No. Esta conversión ocurre por completo en tu navegador, así que el archivo no sale de tu dispositivo. Puedes comprobarlo tú: abre la pestaña de red de las herramientas de desarrollo y convierte algo. Verás la propia página y las peticiones de estadística y publicidad con las que se paga este servicio, y ni una sola que lleve tu archivo. El motor de este par concreto es mediabunny, una envoltura de WebCodecs, que aprovecha los descodificadores de tu propio aparato; tu navegador lo descarga una vez y lo guarda.

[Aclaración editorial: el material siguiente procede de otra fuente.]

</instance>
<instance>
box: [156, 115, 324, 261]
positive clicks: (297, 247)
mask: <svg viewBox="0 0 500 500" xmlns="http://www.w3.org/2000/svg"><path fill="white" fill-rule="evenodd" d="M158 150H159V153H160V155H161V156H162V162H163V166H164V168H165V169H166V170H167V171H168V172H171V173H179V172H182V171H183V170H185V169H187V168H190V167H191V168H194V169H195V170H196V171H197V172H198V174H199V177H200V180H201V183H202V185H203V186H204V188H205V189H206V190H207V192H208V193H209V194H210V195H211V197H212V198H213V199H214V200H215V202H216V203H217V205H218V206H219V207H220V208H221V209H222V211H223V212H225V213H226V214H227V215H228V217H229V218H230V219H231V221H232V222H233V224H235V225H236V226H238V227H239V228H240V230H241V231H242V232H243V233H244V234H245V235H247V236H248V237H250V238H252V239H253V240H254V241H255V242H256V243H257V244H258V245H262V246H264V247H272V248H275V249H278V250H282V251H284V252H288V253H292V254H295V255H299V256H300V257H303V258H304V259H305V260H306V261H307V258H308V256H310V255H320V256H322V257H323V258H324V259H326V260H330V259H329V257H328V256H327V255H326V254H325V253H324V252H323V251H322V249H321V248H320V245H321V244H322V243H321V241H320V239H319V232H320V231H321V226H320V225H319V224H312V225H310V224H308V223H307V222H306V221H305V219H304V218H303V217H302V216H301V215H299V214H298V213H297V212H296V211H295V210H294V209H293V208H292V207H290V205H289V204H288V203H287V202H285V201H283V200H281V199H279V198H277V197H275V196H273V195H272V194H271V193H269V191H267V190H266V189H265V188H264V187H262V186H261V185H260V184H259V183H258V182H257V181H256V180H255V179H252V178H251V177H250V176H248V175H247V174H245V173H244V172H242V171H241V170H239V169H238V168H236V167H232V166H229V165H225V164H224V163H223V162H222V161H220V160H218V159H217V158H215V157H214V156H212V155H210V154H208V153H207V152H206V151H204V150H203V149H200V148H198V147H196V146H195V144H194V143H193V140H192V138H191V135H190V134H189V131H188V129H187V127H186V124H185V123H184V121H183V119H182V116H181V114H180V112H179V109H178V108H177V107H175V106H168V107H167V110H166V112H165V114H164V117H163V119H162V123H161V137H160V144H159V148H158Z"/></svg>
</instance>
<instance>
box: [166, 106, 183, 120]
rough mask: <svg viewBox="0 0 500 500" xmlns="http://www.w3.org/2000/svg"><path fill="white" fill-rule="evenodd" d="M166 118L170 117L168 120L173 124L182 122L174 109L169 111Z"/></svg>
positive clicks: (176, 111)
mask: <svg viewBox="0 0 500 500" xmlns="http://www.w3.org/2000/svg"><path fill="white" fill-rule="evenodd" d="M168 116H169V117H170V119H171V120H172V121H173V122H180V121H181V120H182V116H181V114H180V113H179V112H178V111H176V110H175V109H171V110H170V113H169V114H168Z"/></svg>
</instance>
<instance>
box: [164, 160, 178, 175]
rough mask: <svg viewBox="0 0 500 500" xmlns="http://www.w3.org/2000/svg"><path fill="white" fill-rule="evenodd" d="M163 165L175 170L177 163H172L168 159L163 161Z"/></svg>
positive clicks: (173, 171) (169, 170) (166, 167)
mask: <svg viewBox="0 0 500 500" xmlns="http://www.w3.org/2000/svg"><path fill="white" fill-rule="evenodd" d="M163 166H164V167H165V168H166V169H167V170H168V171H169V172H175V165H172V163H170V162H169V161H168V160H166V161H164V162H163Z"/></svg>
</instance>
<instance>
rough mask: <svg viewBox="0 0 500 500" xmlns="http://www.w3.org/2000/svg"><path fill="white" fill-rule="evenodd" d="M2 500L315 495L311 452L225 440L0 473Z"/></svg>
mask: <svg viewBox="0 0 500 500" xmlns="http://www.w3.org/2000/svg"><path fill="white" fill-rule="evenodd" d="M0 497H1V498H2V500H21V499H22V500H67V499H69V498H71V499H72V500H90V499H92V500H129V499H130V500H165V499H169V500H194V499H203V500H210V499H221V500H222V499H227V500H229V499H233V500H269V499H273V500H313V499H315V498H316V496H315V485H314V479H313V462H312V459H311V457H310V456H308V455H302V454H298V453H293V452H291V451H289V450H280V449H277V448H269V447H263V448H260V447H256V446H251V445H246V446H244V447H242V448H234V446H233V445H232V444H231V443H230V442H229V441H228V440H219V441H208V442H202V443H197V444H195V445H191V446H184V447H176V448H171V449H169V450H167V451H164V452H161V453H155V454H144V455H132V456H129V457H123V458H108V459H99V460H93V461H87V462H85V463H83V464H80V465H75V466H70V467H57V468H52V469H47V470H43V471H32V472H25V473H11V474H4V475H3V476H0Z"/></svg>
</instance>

Sí. Sin cuenta, sin marca de agua y sin cupo diario que se gaste: se ejecuta en tu propio equipo, así que puedes volver tantas veces como quieras. El navegador procesa archivos de hasta 100 MB, 100 a la vez. mediabunny se descarga en tu equipo y se ejecuta allí, y por eso no hay contador.
No. WAV guarda el mismo contenido sin tirar nada: el resultado es idéntico en calidad al original. Solo se conserva la primera pista de sonido. Una película con segundo idioma o con pista de comentarios la pierde.
WAV es un contenedor, no un formato único. Lo que se reproduce es el códec de dentro —normalmente PCM—, y por eso dos archivos con la misma extensión pueden comportarse distinto en el mismo aparato.